Charles George Hood Kinnear, 1866. 4-storey 6-bay tenement block with pedimented pend to outer left and shops to ground floor. Polished ashlar (painted to ground). Continuous cornice to shops; cill course to 1st and 3rd floors; broad moulded eaves cornice. Roll-moulded basket-arched stop-chamfered openings to ground floor. Timber boarded door with plate glass fanlight to flats at centre. Segmental windows to 1st floor, round-arched to 2nd floor, both in lugged architraves; shouldered windows to 3rd floor; bipartite windows to each floor in all but 2nd bay from left; bracketed cills to 2nd floor. Slightly advanced pend to outer left: long and short quoins; channelled pilaster strips flanking entrance; tripartite windows above; corniced wallhead stack above moulded pediment.

Drill Hall for the Midlothian Artillery Regiment constructed to the rear of the tenements (now in use as a restaurant, 2015).

Statement of Interest

Part of Grindlay's Orchardfield estate, laid out for the Merchant Company by William Burn in 1820. A rare tenement design by Kinnear.
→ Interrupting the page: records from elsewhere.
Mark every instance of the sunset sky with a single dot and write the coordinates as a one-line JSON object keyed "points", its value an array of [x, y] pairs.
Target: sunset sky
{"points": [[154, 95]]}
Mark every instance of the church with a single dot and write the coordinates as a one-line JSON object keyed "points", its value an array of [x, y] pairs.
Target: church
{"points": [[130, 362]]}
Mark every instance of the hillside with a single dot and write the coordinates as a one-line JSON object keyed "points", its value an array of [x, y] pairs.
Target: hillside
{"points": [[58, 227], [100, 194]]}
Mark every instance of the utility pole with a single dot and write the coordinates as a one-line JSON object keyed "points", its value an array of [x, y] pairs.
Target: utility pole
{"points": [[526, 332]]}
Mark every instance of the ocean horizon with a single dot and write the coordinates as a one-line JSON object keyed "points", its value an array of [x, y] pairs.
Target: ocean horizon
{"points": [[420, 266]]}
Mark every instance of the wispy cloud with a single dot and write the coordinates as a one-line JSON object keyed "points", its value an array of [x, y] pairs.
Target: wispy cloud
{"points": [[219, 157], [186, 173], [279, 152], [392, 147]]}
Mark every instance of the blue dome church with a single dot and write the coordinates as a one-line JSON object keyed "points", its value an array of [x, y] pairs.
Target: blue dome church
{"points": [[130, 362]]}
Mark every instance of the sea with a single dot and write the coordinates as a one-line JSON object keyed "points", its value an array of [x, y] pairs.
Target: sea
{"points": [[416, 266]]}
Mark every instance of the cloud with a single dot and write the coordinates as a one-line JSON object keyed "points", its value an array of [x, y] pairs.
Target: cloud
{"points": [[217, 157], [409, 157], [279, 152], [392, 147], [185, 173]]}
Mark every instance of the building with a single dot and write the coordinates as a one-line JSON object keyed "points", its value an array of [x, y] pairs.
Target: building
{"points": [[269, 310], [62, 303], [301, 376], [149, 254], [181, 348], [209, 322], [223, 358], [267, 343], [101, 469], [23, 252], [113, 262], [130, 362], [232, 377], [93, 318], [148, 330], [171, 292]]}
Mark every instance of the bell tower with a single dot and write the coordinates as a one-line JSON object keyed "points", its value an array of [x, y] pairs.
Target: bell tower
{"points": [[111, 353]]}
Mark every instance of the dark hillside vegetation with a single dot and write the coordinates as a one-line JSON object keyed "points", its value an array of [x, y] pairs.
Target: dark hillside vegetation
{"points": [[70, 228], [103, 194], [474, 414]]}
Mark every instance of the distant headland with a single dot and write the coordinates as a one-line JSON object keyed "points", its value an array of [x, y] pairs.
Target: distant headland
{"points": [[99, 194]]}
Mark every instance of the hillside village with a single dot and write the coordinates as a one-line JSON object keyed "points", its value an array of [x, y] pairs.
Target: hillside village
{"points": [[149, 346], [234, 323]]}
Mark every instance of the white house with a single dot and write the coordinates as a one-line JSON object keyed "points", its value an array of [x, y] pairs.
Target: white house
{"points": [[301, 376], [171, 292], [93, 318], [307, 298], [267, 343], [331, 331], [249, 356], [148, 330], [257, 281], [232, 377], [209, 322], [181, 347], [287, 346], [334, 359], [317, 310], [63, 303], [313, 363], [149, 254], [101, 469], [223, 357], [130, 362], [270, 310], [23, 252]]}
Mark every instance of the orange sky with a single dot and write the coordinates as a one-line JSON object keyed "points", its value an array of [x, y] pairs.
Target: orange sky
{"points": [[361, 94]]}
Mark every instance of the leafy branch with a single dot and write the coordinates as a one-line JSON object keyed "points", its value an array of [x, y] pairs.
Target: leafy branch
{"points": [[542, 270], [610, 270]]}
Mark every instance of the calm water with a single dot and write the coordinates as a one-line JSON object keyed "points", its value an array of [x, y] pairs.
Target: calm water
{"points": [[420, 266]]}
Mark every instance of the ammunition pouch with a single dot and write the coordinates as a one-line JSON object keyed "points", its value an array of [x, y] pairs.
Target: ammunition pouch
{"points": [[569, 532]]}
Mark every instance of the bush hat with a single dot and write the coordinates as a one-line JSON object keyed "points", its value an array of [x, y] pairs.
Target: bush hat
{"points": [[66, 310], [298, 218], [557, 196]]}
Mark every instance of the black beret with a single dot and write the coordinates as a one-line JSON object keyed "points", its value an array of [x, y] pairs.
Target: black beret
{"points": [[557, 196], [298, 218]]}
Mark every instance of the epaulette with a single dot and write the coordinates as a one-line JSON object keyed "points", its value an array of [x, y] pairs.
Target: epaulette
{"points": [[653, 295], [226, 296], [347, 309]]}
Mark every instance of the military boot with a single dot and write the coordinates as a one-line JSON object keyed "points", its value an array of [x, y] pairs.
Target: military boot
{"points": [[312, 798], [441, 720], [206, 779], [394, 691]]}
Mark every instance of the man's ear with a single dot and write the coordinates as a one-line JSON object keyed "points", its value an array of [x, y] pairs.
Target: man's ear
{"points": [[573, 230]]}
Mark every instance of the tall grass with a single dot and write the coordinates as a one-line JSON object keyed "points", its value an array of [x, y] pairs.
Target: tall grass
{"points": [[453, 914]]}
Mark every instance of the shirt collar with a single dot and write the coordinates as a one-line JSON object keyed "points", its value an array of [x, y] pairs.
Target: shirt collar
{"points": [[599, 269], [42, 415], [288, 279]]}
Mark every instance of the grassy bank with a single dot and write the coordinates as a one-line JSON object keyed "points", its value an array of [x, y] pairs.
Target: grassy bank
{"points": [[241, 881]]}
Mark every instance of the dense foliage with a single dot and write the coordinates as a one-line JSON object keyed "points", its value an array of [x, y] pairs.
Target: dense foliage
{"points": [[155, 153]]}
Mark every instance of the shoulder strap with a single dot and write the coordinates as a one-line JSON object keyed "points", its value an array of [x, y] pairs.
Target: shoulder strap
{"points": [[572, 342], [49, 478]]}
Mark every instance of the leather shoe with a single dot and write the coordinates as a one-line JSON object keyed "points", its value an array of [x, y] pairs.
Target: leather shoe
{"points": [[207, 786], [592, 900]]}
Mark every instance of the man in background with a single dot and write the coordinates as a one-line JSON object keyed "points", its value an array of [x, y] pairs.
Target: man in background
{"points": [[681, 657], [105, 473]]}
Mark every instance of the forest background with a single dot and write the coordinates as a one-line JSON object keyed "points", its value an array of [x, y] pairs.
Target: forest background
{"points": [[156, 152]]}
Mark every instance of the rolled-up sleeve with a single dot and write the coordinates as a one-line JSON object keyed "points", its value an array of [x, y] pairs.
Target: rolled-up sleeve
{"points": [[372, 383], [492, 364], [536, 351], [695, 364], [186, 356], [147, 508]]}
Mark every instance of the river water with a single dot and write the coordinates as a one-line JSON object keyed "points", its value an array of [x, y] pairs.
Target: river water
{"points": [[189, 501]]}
Grindlay Street was developed from the 1860s on the area of the Orchardfield Estate to the layout of William Burn's plan of 1820. In the first half of the nineteenth century, industrial development in the west of Edinburgh and continuing residential expansion of the New Town northwards had delayed development in the area. Following the construction of the canal and the railway, tenemental development began again in the 1860s during a period of significant residential expansion in the City. Tenement nos 20-30 and the drill hall to the rear appear on the Ordnance Survey Town Plan of Edinburgh, Surveyed 1877.

Architect Charles George Hood Kinnear (1830-1894) practised as a partner in the foremost firm of Peddie and Kinnear from 1853. Kinnear joined the Volunteer Force of the First Midlothian County (Midlothian Coast) Artillery Volunteer Brigade in 1859.

The Volunteer Force was a part-time citizen army of artillery and engineer corps formed in Britain in 1859. Drill halls were constructed for these forces as centres for training which often had an expressly social as well as military function.

Kinnear, who rose to Senior Major in the force, designed the building of the regimental headquarters drill hall in Grindlay Street and was also one of three officers who financed the building.

Listed building record and statutory address updated (2015). Previously listed as '20-30 (even nos) Grindlay Street'.